Debatte im Salzburger Landtag über geplante Dienstzeit-Reform bei der Polizei
Im Salzburger Landtag ist eine geplante Reform der Dienstzeiten bei der Polizei Thema einer politischen Auseinandersetzung. Hintergrund ist ein neues Dienstzeitmodell, das bereits heuer in mehreren Regionen Österreichs erprobt wird und ab dem kommenden Jahr bundesweit umgesetzt werden soll.
Die Salzburger SPÖ fordert, dass die Landesregierung in Wien auf eine neuerliche Überprüfung oder Verhinderung des Modells drängt. Unterstützt wird sie dabei von den Grünen und den Kommunisten, während ÖVP und FPÖ den Antrag ablehnten.
Neues Dienstzeitmodell und Pilotversuche
Das neue Dienstzeitmodell für die Polizei wird im laufenden Jahr in fünf Regionen Österreichs getestet, Salzburg ist an diesem Testlauf nicht beteiligt. Ab dem nächsten Jahr soll das Modell österreichweit eingeführt werden.

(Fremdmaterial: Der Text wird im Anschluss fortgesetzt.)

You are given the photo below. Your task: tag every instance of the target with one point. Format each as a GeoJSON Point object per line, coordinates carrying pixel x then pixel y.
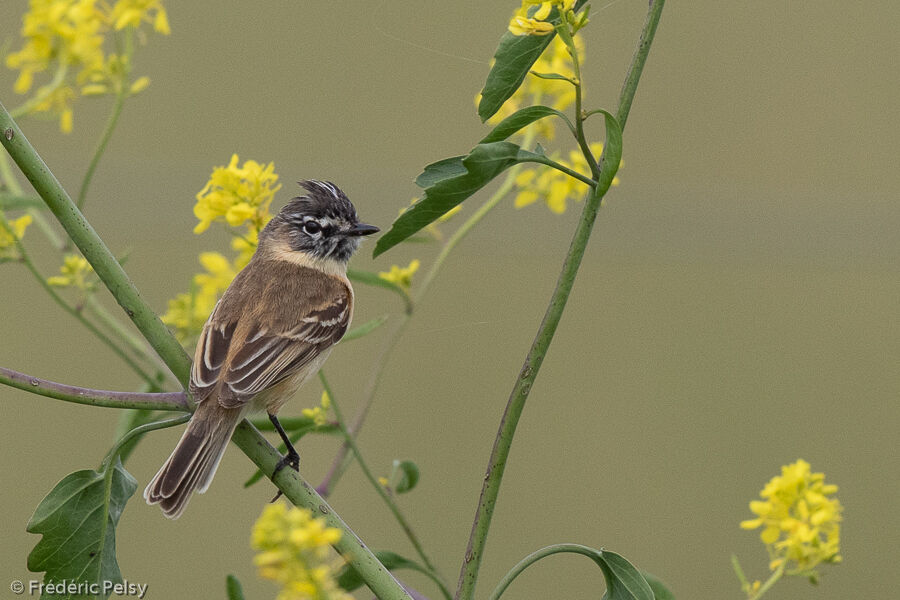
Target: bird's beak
{"type": "Point", "coordinates": [362, 229]}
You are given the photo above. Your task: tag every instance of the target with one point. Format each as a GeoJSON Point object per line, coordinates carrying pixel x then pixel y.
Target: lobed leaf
{"type": "Point", "coordinates": [517, 121]}
{"type": "Point", "coordinates": [512, 61]}
{"type": "Point", "coordinates": [364, 329]}
{"type": "Point", "coordinates": [77, 520]}
{"type": "Point", "coordinates": [409, 475]}
{"type": "Point", "coordinates": [448, 187]}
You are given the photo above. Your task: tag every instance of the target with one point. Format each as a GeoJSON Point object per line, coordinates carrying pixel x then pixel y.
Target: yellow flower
{"type": "Point", "coordinates": [74, 273]}
{"type": "Point", "coordinates": [131, 13]}
{"type": "Point", "coordinates": [553, 186]}
{"type": "Point", "coordinates": [402, 276]}
{"type": "Point", "coordinates": [237, 195]}
{"type": "Point", "coordinates": [67, 38]}
{"type": "Point", "coordinates": [800, 523]}
{"type": "Point", "coordinates": [10, 231]}
{"type": "Point", "coordinates": [319, 414]}
{"type": "Point", "coordinates": [293, 550]}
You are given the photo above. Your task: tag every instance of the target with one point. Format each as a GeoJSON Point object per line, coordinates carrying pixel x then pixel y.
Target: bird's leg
{"type": "Point", "coordinates": [291, 457]}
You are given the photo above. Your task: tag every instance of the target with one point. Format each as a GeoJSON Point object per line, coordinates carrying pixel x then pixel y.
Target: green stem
{"type": "Point", "coordinates": [12, 184]}
{"type": "Point", "coordinates": [251, 442]}
{"type": "Point", "coordinates": [388, 500]}
{"type": "Point", "coordinates": [112, 120]}
{"type": "Point", "coordinates": [300, 493]}
{"type": "Point", "coordinates": [772, 580]}
{"type": "Point", "coordinates": [29, 264]}
{"type": "Point", "coordinates": [91, 397]}
{"type": "Point", "coordinates": [338, 464]}
{"type": "Point", "coordinates": [92, 248]}
{"type": "Point", "coordinates": [516, 403]}
{"type": "Point", "coordinates": [532, 558]}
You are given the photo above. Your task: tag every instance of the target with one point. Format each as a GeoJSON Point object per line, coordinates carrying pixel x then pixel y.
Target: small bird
{"type": "Point", "coordinates": [271, 331]}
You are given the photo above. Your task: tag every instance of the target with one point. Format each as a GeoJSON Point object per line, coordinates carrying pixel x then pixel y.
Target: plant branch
{"type": "Point", "coordinates": [91, 397]}
{"type": "Point", "coordinates": [516, 403]}
{"type": "Point", "coordinates": [388, 500]}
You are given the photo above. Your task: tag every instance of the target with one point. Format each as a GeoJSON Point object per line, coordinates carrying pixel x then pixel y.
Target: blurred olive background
{"type": "Point", "coordinates": [737, 308]}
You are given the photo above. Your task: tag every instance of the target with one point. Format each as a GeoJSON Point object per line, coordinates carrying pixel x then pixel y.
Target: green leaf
{"type": "Point", "coordinates": [517, 121]}
{"type": "Point", "coordinates": [442, 169]}
{"type": "Point", "coordinates": [77, 520]}
{"type": "Point", "coordinates": [364, 329]}
{"type": "Point", "coordinates": [612, 151]}
{"type": "Point", "coordinates": [623, 581]}
{"type": "Point", "coordinates": [15, 202]}
{"type": "Point", "coordinates": [349, 578]}
{"type": "Point", "coordinates": [298, 427]}
{"type": "Point", "coordinates": [233, 588]}
{"type": "Point", "coordinates": [512, 61]}
{"type": "Point", "coordinates": [482, 164]}
{"type": "Point", "coordinates": [660, 591]}
{"type": "Point", "coordinates": [552, 76]}
{"type": "Point", "coordinates": [369, 278]}
{"type": "Point", "coordinates": [408, 474]}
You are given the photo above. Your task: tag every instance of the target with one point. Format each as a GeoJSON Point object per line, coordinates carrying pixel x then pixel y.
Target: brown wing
{"type": "Point", "coordinates": [246, 348]}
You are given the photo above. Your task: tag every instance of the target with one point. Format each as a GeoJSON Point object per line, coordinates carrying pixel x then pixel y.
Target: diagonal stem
{"type": "Point", "coordinates": [251, 442]}
{"type": "Point", "coordinates": [516, 403]}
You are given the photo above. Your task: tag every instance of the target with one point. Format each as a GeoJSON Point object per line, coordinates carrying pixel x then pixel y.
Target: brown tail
{"type": "Point", "coordinates": [195, 459]}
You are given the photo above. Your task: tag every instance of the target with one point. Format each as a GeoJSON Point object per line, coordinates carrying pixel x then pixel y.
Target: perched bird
{"type": "Point", "coordinates": [271, 331]}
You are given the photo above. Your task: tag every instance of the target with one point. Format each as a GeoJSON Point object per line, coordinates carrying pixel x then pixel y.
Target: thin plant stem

Nach Angaben des Innenministeriums soll die Neuregelung mehr Flexibilität, bessere Planbarkeit sowie eine stärkere Vereinbarkeit von Beruf und Familie ermöglichen. Personalvertreter der Polizei und die Salzburger SPÖ kritisieren das Vorhaben.
SPÖ-Kritik und Befürchtungen zu Einkommensverlusten
Peter Eder, designierter Parteichef der Salzburger SPÖ, äußert die Befürchtung, dass Polizeikräften durch das neue Dienstzeitmodell monatlich 300 bis 800 Euro an Überstundenentgelt weggenommen werden könnten. Er spricht von einem Sparpaket zu Lasten der Polizeikräfte durch kürzere Dienste und weniger Überstunden.
Schwarze und rote Personalvertreter monieren, dass die Gewerkschaft vom Innenministerium nicht in die Ausarbeitung des Modells eingebunden worden sei. Andreas Gruber, der für die Fraktion Sozialdemokratischer Gewerkschafter spricht, betont, seiner Fraktion gehe es um das Wohl der Kolleginnen und Kollegen und nicht um politisches Agieren. Er erklärt zudem, es gebe über alle Fraktionen hinweg eine Ablehnung des neuen Dienstzeitmodells und kritisiert, dass ÖVP und FPÖ in Salzburg den SPÖ-Antrag abgelehnt haben.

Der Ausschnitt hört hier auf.